Environmental influences
They may also be environmental influences, with the majority of phenotypic traits being influenced by environmental factors. An example is two plants that possess the same alleles for the flower colour. However, an environmental factor of one plant growing in a soil that lacks a certain mineral may mean the pigment in one will not develop so will have a different colour. If a large enough sample is taken out of this trait then a normal distribution will be shown.

Types of selection

  • Selection is the process by which individuals that are better adapted to their environment are more likely to survive and breed. This means that they can pass on their advantageous alleles. Every living organism is subject to natural selection determined by the conditions which they are living in.

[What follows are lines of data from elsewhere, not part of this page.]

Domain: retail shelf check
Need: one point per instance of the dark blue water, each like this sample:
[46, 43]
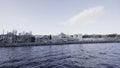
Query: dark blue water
[105, 55]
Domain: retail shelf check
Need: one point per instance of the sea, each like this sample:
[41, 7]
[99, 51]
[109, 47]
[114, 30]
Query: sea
[95, 55]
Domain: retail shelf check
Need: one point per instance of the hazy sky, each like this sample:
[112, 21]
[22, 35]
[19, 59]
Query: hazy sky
[56, 16]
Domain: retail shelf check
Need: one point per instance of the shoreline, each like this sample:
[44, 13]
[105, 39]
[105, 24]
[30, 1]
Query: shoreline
[48, 44]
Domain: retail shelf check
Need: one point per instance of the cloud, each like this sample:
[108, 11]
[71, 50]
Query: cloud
[86, 15]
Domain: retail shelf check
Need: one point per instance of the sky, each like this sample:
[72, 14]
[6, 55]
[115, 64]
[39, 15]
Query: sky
[56, 16]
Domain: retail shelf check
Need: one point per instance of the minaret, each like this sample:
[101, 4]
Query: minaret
[3, 31]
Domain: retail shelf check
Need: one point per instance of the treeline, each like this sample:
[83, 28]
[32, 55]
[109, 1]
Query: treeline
[100, 36]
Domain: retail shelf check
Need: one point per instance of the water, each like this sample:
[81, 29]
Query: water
[104, 55]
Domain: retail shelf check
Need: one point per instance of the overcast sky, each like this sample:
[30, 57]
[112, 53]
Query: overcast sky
[56, 16]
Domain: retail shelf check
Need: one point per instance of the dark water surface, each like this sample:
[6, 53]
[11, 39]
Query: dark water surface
[104, 55]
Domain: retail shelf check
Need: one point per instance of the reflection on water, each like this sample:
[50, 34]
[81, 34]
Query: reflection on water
[62, 56]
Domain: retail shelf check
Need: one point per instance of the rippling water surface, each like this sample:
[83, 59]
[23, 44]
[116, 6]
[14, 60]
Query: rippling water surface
[105, 55]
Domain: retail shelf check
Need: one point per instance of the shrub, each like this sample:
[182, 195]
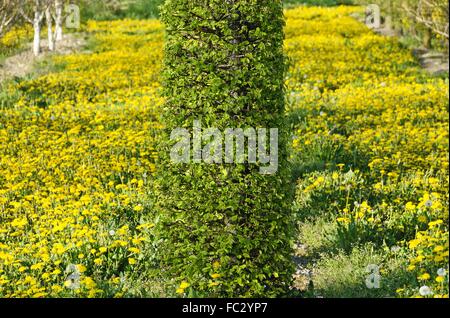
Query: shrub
[224, 230]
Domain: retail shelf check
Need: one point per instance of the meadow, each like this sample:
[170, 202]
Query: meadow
[369, 156]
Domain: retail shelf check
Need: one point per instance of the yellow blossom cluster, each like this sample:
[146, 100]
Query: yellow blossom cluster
[76, 158]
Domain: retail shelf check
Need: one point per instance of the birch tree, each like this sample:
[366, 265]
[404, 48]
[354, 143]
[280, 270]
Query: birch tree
[33, 11]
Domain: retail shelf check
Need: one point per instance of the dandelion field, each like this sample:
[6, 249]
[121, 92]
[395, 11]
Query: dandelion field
[369, 155]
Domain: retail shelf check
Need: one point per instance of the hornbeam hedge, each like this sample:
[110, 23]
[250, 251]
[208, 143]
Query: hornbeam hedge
[224, 229]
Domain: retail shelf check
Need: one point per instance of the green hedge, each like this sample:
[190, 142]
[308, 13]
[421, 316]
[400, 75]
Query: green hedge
[224, 66]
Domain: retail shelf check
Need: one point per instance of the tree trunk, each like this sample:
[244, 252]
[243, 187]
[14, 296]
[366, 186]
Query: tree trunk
[37, 36]
[427, 37]
[51, 40]
[59, 20]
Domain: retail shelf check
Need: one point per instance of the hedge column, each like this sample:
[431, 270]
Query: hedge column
[224, 229]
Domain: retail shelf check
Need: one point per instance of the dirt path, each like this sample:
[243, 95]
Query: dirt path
[23, 63]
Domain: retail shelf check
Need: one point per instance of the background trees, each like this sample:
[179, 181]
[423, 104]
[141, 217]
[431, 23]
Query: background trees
[224, 228]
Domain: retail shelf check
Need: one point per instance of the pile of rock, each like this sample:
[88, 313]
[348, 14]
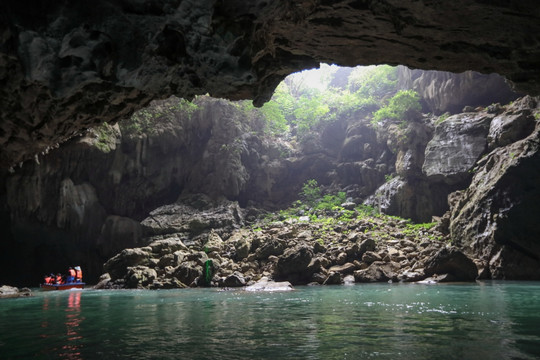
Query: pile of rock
[13, 292]
[370, 249]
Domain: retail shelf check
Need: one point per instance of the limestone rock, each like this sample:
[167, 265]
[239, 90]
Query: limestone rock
[13, 292]
[448, 92]
[140, 276]
[495, 216]
[294, 263]
[266, 285]
[117, 266]
[378, 271]
[457, 144]
[454, 262]
[513, 125]
[234, 280]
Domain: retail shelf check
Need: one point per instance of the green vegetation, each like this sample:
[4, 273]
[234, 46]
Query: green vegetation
[106, 137]
[331, 219]
[442, 118]
[145, 120]
[399, 107]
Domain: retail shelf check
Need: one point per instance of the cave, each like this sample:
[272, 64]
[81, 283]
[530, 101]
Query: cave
[66, 69]
[152, 143]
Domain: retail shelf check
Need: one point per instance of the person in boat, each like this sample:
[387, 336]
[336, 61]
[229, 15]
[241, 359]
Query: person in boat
[59, 279]
[49, 279]
[71, 275]
[78, 274]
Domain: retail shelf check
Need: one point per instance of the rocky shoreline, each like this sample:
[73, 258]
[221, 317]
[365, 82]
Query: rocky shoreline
[300, 250]
[8, 292]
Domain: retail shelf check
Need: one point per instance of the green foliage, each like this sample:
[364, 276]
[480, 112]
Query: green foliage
[311, 192]
[399, 106]
[309, 112]
[442, 118]
[373, 81]
[144, 121]
[331, 202]
[106, 137]
[275, 121]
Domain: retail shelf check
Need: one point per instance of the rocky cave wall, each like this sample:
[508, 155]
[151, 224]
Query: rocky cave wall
[87, 199]
[65, 67]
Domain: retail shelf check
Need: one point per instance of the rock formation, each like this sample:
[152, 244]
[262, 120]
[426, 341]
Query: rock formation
[66, 67]
[494, 218]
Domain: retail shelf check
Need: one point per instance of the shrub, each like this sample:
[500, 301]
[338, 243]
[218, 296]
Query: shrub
[399, 106]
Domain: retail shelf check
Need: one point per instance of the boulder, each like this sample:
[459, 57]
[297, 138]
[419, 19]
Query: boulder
[266, 285]
[293, 265]
[454, 262]
[370, 257]
[213, 242]
[167, 246]
[187, 272]
[13, 292]
[271, 247]
[118, 264]
[347, 268]
[334, 278]
[140, 277]
[510, 127]
[234, 280]
[378, 271]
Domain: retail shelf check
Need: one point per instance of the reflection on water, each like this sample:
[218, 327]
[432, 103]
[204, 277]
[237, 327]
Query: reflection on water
[72, 348]
[381, 321]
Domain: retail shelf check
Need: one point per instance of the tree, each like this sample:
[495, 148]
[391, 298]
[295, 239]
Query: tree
[399, 107]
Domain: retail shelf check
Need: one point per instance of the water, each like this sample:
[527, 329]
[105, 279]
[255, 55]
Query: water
[492, 320]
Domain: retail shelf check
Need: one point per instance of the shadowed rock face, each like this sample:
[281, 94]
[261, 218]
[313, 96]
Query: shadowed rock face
[66, 66]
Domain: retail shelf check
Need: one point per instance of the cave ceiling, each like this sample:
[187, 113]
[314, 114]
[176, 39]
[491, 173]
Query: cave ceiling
[66, 66]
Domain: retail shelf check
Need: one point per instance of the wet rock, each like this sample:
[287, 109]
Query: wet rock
[271, 247]
[495, 216]
[117, 265]
[266, 285]
[140, 277]
[187, 273]
[454, 262]
[377, 272]
[334, 278]
[234, 280]
[184, 218]
[167, 283]
[510, 127]
[294, 263]
[167, 246]
[214, 242]
[347, 268]
[13, 292]
[370, 256]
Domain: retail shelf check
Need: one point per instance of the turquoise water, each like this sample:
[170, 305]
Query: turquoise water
[492, 320]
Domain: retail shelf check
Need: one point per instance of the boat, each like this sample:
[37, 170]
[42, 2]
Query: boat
[67, 286]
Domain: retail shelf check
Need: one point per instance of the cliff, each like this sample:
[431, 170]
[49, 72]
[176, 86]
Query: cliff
[122, 186]
[68, 66]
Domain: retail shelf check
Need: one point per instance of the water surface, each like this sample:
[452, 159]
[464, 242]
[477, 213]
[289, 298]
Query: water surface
[491, 320]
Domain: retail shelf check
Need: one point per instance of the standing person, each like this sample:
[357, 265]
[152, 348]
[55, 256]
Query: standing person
[78, 273]
[71, 275]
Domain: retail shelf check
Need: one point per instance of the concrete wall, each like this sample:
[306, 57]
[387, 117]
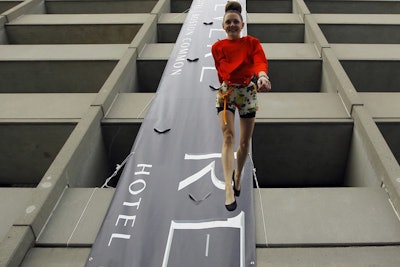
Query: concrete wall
[76, 80]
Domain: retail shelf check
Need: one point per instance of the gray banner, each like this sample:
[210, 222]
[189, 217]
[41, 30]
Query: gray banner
[168, 209]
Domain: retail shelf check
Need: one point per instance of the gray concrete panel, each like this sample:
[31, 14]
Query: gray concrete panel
[56, 257]
[300, 106]
[385, 52]
[373, 75]
[8, 4]
[388, 256]
[75, 29]
[45, 107]
[14, 246]
[353, 7]
[79, 214]
[322, 216]
[129, 106]
[54, 76]
[382, 105]
[12, 202]
[98, 7]
[273, 6]
[28, 149]
[25, 7]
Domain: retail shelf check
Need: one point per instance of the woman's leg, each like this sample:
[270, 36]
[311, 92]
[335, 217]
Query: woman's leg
[227, 157]
[246, 132]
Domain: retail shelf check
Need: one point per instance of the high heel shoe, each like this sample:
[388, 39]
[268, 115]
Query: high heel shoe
[232, 206]
[237, 192]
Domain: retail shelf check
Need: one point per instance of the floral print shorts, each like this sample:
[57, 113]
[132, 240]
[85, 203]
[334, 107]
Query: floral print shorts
[244, 98]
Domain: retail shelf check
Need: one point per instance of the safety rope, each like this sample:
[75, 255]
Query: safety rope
[260, 199]
[117, 168]
[225, 96]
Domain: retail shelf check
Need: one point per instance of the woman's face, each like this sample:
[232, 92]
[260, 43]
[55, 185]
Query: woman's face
[232, 25]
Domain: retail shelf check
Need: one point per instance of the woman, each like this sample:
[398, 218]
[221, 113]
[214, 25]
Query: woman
[237, 60]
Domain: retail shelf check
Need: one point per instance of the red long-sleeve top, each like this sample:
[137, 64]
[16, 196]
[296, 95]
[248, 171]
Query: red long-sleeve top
[238, 60]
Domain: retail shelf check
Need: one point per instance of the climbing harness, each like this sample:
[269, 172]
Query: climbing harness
[225, 91]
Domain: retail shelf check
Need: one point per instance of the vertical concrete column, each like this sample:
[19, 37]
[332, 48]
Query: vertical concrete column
[313, 34]
[382, 158]
[334, 76]
[25, 7]
[15, 245]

  • Directional selection - occurs when the environmental factors change and the phenotypes best suited to the new conditions are more likely to survive. As a result these individuals will breed and produce offspring. Overtime the mean of the population will move in the direction of these individuals. An example of this is bacteria being resistant to antibiotics. A single bacteria will have had a mutation that meant it was not killed by penicillin. As a result it was able to grow and populate, and the frequency of the allele that enabled this increases in the population.
  • Stabilising selection - the phenotypes with successful characteristics are preserved and those of greater diversity are reduced. This selection doesn't occur due to changes in the environment. If the environment stays the same then the individual closest to the mean are favoured because they have the alleles with the survival advantage.
  • Disruptive selection - this is the opposite of stabilising selection and in this case both extremes of the normal distribution are favoured over the mean. An example of this is where certain large mammals are adapted to surviving long period without food due to increase body fat, whilst small mammals of the same species survive due to their decreased need for food.